Combler les lacunes réglementaires : recommandations visant à promouvoir l’intégrité des informations sur les plateformes de messagerie privée

Alors que les plateformes de messagerie privée continuent de menacer l’intégrité de l’information et l’accès à des informations fiables, le Forum sur l’information et la démocratie et ses partenaires publient les résultats d’un axe de travail dédié, dirigé par l’Ukraine et le Luxembourg. Le rapport a été élaboré avec le soutien du Stern Center for Business and Human Rights de l’université de New York et appelle les gouvernements à réglementer les fonctionnalités plutôt que les catégories de plateformes et à définir clairement les communications privées et publiques.

Coprésidé par les gouvernements ukrainien et luxembourgeois, l’axe de travail sur le renforcement de l’intégrité de l’information sur les plateformes de messagerie privée a été lancé en février 2025. Les résultats de ce processus d’une année ont été publiés le 10 mars lors d’un webinaire en ligne destiné aux régulateurs, aux décideurs politiques, à la communauté scientifique et à la société civile.  

« Bien qu’elles soient de plus en plus utilisées pour diffuser de la désinformation et de la propagande, les plateformes de messagerie privée constituent un angle mort des outils réglementaires et des débats actuels.
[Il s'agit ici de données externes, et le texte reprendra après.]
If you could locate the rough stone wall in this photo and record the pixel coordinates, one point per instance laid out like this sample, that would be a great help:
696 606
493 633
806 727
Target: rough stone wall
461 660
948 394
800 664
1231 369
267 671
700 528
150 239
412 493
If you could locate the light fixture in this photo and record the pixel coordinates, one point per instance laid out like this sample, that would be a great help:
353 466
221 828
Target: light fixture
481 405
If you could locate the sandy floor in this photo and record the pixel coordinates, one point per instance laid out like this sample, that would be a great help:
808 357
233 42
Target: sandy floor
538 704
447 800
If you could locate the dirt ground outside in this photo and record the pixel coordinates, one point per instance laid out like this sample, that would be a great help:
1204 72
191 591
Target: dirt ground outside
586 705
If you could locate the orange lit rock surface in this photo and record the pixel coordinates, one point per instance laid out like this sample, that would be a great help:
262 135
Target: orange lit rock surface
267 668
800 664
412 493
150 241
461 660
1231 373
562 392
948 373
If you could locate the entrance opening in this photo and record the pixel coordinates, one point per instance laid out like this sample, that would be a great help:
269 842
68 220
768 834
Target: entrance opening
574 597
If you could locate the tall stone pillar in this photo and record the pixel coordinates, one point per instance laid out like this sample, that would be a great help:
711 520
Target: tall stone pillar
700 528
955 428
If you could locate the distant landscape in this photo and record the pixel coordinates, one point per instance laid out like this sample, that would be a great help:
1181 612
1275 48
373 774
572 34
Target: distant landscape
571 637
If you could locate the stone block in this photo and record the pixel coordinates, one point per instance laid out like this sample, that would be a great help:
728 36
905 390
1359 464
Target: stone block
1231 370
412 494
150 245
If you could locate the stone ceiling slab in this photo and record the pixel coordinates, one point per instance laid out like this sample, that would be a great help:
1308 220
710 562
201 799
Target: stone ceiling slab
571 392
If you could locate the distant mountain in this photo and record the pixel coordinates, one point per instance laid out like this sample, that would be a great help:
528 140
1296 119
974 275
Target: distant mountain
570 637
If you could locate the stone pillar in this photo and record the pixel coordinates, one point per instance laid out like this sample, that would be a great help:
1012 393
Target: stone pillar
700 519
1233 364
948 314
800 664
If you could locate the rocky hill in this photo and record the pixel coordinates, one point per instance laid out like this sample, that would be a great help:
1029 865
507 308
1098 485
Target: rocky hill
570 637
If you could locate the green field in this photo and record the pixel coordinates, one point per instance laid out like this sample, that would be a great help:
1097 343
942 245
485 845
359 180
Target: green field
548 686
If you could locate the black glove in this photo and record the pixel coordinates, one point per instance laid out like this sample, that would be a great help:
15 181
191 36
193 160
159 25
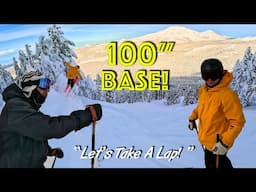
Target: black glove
96 111
56 152
192 124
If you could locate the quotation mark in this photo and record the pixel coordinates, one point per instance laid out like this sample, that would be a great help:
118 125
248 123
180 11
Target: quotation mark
78 148
191 147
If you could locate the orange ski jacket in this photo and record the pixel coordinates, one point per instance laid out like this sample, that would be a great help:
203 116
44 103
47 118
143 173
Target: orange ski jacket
219 112
72 71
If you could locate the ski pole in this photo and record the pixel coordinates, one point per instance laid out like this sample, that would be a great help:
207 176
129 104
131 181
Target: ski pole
217 156
94 118
195 127
54 162
93 142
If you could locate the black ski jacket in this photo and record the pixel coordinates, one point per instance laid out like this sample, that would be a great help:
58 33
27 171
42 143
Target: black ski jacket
24 131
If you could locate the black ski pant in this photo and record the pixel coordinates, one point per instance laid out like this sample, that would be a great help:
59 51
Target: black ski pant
213 161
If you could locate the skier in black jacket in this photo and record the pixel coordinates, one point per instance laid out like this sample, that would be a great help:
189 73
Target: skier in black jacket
25 131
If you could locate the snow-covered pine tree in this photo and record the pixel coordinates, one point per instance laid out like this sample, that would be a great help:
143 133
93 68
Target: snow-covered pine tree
244 81
5 79
16 68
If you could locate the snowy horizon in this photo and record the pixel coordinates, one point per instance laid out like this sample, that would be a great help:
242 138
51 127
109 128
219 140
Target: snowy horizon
156 131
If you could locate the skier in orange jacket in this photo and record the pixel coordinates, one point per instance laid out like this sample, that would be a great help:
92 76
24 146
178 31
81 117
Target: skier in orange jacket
73 74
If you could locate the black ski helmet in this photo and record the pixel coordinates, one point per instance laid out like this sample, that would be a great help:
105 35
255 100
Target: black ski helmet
211 65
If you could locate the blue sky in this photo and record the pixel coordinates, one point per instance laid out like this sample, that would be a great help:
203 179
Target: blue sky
13 37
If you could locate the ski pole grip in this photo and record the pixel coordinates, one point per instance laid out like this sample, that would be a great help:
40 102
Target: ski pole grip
218 137
93 112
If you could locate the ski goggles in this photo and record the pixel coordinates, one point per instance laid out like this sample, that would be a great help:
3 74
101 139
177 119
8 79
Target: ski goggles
213 75
44 83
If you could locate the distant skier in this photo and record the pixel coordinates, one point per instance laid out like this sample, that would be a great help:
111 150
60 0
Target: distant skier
73 74
220 114
25 131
Leur double nature d’espace privé et public pose des problèmes complexes à résoudre, notamment en ce qui concerne la préservation du droit au chiffrement. Nous sommes reconnaissants aux gouvernements ukrainien et luxembourgeois, ainsi qu’à notre partenaire scientifique, le NYU Stern Center for Business and Human Rights, de nous avoir aidés à trouver cet équilibre », explique Camille Grenier, directrice exécutive du Forum sur l’information et la démocratie.

Facilité par la FID, cet axe de travail a réuni au cours des derniers mois 80 décideurs politiques, experts de la société civile et chercheurs issus de 30 pays afin de discuter des défis posés par les plateformes de messagerie privée telles que WhatsApp et Telegram. Les discussions se sont également appuyées sur un questionnaire international adressé aux 57 gouvernements du Partenariat pour l’information et la démocratie.  

Les discussions ont souligné la nature évolutive et mixte de ces plateformes, qui sont à la fois des espaces de communication privée sécurisée et des outils de diffusion et de communication de masse. Leurs fonctionnalités chiffrées, combinées à leur large portée, posent des défis particuliers.  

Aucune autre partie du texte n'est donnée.